Je barbote dans la mare informatique depuis 30 ans (premier ordinateur à 16 ans, un ORIC ATMOS) et je travaille à mon compte au travers de ma société Open-DSI. J'accompagne les associations, TPE et PME dans leurs choix et dans la mise en oeuvre se solutions informatiques libres.

3 réponses

  1. Vincent_M dit :

    N’est-ce pas à cet endroit là que l’on devrait se mettre à parler de biens communs?
    Il y a souvent un raccourcis qui consiste à penser d’emblée les logiciels libres comme des biens communs numériques. Mais s’ils ont le potentiel d’être des biens communs, ils ne le deviennent réellement que par la gouvernance de leur communauté de développement et d’usage. Ce qui définit un commun, ce n’est pas la ressource, mais la gouvernance collective et partagée de cette ressource.
    Un logiciel ou un service pour gagner en confiance doit très probablement miser sur la visibilité et la lisibilité d’une gouvernance ouverte. Un genre de 5ième règle de la définition d’un logiciel libre : liberté 4: un logiciel libre est un logiciel de confiance car son développement et sa distribution sont gouvernés collectivement par ses développeurs et ses utilisateurs.

  2. Christophe dit :

    Ta réflexion rejoint la mienne : avec du Libre, du code libre, on peut en arriver à mettre en œuvre des espaces politiquement fondés comme d’authentiques tyrannies… L’exemple caractéristique (auquel tu t’attends venant de moi) de cette dérive : le code de Diaspora est libre mais l’espace d’échanges (privé ou public) est sous la tutelle, à de rares exceptions (comme Framasphère), d’individus qui peuvent exercer un pouvoir, sur l’organisation des échanges, d’une manière parfois très autoritaire.

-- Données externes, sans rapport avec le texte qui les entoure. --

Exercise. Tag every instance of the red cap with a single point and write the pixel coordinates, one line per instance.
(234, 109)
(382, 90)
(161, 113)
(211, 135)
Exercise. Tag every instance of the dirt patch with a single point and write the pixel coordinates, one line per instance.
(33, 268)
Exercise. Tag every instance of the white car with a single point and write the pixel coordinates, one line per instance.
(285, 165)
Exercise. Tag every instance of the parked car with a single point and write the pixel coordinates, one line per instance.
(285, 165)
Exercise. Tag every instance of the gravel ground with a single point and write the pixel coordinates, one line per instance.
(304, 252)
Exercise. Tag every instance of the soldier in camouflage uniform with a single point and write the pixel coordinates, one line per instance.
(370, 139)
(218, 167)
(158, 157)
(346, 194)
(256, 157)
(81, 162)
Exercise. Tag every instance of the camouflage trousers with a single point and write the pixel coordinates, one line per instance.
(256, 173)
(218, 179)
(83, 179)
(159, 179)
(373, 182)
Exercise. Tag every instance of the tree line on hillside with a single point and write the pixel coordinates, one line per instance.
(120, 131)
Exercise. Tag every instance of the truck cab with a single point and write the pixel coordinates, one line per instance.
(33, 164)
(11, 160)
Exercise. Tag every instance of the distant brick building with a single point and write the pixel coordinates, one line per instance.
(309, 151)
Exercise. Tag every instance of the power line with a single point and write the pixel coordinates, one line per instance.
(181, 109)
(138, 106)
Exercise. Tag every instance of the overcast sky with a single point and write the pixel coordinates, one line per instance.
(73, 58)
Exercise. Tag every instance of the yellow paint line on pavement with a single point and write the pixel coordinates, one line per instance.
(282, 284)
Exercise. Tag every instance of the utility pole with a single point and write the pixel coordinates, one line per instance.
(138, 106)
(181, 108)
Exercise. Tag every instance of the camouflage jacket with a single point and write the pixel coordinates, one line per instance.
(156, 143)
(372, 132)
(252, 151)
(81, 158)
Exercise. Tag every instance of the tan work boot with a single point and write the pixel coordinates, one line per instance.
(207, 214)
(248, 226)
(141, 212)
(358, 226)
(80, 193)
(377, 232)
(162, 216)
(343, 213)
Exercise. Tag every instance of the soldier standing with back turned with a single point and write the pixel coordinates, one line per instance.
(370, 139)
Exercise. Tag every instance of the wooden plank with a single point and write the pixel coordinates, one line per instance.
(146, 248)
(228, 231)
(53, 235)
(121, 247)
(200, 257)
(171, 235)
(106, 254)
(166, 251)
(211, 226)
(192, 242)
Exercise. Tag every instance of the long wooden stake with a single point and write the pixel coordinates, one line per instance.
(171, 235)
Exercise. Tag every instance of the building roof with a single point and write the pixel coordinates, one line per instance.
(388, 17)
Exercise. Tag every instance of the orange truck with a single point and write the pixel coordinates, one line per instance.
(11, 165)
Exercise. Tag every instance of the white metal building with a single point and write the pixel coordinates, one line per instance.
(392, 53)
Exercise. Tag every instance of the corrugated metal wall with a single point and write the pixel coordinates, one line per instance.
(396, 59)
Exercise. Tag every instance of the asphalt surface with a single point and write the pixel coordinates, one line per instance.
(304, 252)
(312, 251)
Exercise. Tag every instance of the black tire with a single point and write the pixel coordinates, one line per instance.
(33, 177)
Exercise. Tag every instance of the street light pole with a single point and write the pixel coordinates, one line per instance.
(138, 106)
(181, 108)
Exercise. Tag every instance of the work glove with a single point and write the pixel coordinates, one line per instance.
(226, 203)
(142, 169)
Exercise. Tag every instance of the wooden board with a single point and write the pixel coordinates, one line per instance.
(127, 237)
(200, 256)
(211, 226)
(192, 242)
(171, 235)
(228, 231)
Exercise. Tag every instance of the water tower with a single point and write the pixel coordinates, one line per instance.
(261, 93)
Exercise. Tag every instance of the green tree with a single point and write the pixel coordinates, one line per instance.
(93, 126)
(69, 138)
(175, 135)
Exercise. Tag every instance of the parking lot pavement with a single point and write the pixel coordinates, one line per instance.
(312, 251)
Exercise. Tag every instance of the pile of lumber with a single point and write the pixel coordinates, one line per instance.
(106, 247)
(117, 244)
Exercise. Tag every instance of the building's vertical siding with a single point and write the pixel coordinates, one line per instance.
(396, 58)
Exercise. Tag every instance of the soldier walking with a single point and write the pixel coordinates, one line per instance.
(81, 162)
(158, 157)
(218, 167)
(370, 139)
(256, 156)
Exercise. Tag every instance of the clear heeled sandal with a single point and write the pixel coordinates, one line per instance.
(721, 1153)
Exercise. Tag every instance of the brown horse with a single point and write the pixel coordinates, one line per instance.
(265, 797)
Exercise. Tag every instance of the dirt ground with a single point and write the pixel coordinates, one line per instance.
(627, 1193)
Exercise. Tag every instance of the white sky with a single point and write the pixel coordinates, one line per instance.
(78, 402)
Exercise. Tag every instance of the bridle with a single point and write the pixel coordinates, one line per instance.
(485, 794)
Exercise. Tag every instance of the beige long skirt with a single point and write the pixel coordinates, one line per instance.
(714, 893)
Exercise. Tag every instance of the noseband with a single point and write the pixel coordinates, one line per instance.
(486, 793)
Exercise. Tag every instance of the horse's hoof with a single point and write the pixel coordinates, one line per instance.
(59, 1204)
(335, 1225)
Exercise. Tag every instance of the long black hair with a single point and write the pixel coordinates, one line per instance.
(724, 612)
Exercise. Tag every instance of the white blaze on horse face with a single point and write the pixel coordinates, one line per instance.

Me revient ce qui s’est passé avec la propagande djihadiste : un podmin anglophone a tout bonnement interdit tout accès aux utilisateurs par plages d’IP. Des pays entiers ont ainsi été exclus du réseau via son pod.

  3. lugus35 dit :

    La licence Apache 2.0 est une licence virale, écrite par des avocats pour s’assurer qu’elle soit ambiguë et développer par là le nombre de procès qui lui sont associés.

    Regardez :

    « 5. Submission of Contributions. Unless You explicitly state otherwise, any Contribution intentionally submitted for inclusion in the Work by You to the Licensor shall be under the terms and conditions of this License, without any additional terms or conditions. »

    Tout est dans le mot « intentionally », terme ambiguë et sujet à interprétation… donc à procès longs et compliqués. Comparez une licence claire et nette comme la BSD avec le texte indigeste de la licence Apache 2.0 censée être autant « Open Source ».

    Vous comprendrez que les avocats ne sont pas là pour simplifier et clarifier les choses, mais bien pour complexifier et insérer de l’ambiguité à tous les étages pour s’assurer de nombreux procès coûteux en frais d’avocats à ses utilisateurs.